Przedsiębiorstwa wod.-kan. będą wnioskować w większości o podwyżki taryf za wodę i ścieki – ocenił w rozmowie z Serwisem Samorządowym PAP Paweł Rusiecki, zastępca dyrektora Departamentu Zarządzania Środowiskiem Wodnym, PGW Wody Polskie. Jego zdaniem nie powinny być one jednak tak drastyczne jak w przypadku odpadów komunalnych.
Ekspert Wód Polskich, które są regulatorem zatwierdzającym taryfy za wodę i ścieki przypomniał, że kończy się trzyletni okres obowiązywania obecnych taryf wodno-kanalizacyjnych. Jak zaznaczył, większość przedsiębiorstw branży wod.-kan. złoży do RZGW w I kwartale 2021 r. wnioski taryfowe na kolejny okres.
Zdaniem Rusieckiego w większości przypadków należy spodziewać się propozycji podwyżek cen wody i ścieków. Nie powinny być one jednak tak drastyczne jak w przypadku odpadów komunalnych.
Rusiecki ostrzegł też przed praktyką niektórych gmin, które próbują na podstawowej działalności zbiorowego zaopatrzenia w wodę, podnosić ceny podatkami.
PAP: Kończy się trzyletni okres obowiązywania aktualnych taryf wodno-ściekowych. Kiedy PGW Wody Polskie spodziewa się największej liczby wniosków taryfowych?
Paweł Rusiecki, zastępca dyrektora Departamentu Zarządzania Środowiskiem Wodnym, PGW Wody Polskie: Przedsiębiorstwa wod.-kan. już od jakiegoś czasu szykują się do kolejnego trzyletniego procesu taryfikacji - to drugi taki okres. Pierwszy miał miejsce w marcu 2018 r. Wtedy wszystkie wnioski taryfowe wpłynęły do RZGW jednocześnie, a było ich ponad 2,5 tys. W związku z tym, że były one zatwierdzane w różnym czasie, ten trzyletni okres mija dla poszczególnych przedsiębiorstw w różnym terminie. Natomiast spodziewamy się, że najwięcej wniosków do RZGW wpłynie w miesiącach od stycznia do lutego 2021 r. Będziemy mieć więc bardzo mało czasu na ocenę i weryfikację.

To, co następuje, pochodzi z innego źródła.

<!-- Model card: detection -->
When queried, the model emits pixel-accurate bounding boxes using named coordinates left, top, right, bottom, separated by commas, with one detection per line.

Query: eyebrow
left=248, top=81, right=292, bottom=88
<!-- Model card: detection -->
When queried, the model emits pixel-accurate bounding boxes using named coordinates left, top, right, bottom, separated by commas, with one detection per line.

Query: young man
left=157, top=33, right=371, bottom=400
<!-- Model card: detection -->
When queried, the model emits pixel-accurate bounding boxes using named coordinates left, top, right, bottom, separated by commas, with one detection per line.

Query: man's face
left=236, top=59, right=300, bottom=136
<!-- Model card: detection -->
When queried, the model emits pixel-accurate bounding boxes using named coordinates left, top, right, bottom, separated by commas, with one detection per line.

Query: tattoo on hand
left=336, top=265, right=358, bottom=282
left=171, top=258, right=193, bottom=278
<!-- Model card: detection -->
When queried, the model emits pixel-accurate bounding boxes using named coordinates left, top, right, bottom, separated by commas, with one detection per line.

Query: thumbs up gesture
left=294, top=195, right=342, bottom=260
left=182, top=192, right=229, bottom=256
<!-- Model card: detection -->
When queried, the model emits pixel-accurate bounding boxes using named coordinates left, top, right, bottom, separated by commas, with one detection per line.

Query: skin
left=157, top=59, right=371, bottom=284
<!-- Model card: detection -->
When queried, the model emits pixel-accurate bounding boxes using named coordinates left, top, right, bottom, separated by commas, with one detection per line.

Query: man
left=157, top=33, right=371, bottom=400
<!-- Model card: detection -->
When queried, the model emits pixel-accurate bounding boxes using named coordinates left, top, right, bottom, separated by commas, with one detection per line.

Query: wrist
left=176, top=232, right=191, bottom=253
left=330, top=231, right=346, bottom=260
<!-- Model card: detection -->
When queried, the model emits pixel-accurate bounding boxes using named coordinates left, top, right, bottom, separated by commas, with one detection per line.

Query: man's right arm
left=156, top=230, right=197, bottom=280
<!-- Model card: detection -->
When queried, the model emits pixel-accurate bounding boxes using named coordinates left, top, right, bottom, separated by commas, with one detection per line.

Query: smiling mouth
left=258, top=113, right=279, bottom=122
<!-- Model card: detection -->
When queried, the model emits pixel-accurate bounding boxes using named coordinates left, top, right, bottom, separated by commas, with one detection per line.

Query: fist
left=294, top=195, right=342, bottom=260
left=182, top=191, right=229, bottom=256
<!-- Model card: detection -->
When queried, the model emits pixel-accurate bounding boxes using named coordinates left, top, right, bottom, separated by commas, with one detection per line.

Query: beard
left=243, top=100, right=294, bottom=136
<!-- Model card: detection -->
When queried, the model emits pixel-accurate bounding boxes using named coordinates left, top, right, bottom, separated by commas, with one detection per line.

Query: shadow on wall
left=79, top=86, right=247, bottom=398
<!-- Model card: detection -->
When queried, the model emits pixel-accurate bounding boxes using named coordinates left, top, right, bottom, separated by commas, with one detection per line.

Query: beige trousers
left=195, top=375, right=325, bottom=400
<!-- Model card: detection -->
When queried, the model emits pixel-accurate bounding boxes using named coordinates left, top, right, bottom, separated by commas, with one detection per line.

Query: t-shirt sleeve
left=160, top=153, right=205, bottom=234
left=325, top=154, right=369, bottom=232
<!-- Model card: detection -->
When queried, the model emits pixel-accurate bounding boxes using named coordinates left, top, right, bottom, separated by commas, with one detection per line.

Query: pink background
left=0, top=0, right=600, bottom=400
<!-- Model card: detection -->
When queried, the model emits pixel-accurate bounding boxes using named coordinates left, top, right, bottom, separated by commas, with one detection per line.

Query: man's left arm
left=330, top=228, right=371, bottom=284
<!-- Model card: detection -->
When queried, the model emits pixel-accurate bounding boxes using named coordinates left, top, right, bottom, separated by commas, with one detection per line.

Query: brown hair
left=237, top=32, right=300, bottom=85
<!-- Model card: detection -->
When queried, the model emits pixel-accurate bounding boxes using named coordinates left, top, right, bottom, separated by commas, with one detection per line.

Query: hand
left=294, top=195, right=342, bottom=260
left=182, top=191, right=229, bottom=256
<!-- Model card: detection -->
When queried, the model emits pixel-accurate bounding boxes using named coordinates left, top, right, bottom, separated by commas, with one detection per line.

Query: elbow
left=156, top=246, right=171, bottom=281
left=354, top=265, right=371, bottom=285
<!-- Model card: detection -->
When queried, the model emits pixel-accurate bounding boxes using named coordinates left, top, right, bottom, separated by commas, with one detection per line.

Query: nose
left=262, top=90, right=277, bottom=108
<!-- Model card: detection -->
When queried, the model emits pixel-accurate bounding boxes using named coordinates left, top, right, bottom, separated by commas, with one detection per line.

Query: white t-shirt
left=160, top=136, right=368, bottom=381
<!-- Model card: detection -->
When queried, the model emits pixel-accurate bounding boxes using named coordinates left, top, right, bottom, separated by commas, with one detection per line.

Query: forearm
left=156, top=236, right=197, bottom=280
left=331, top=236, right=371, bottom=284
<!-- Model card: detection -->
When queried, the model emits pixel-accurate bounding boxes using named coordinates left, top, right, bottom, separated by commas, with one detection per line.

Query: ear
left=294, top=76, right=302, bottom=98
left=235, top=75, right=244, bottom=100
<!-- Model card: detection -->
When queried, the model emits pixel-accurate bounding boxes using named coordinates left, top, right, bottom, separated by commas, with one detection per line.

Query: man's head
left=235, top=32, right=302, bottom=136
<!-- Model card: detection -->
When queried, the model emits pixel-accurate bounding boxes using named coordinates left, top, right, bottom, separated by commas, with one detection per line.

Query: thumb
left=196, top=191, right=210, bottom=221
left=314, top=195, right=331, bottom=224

PAP: Czy to znaczy, że mogą być opóźnienia w wydawaniu decyzji ws. nowych taryf?
P.R.: Zgodnie z ustawą na wydanie decyzji taryfowej mamy 45 dni. Przy czym bieg tego terminu jest wstrzymywany w momencie kiedy np. wnioskodawca uzupełnia braki formalne lub przedstawia dodatkowe wyjaśnienia. Niemniej jednak jest to krótki termin i w tym okresie musimy wydać decyzję.
PAP: Na co powinny zwrócić uwagę przedsiębiorstwa wod.-kan. kalkulując nowe taryfy?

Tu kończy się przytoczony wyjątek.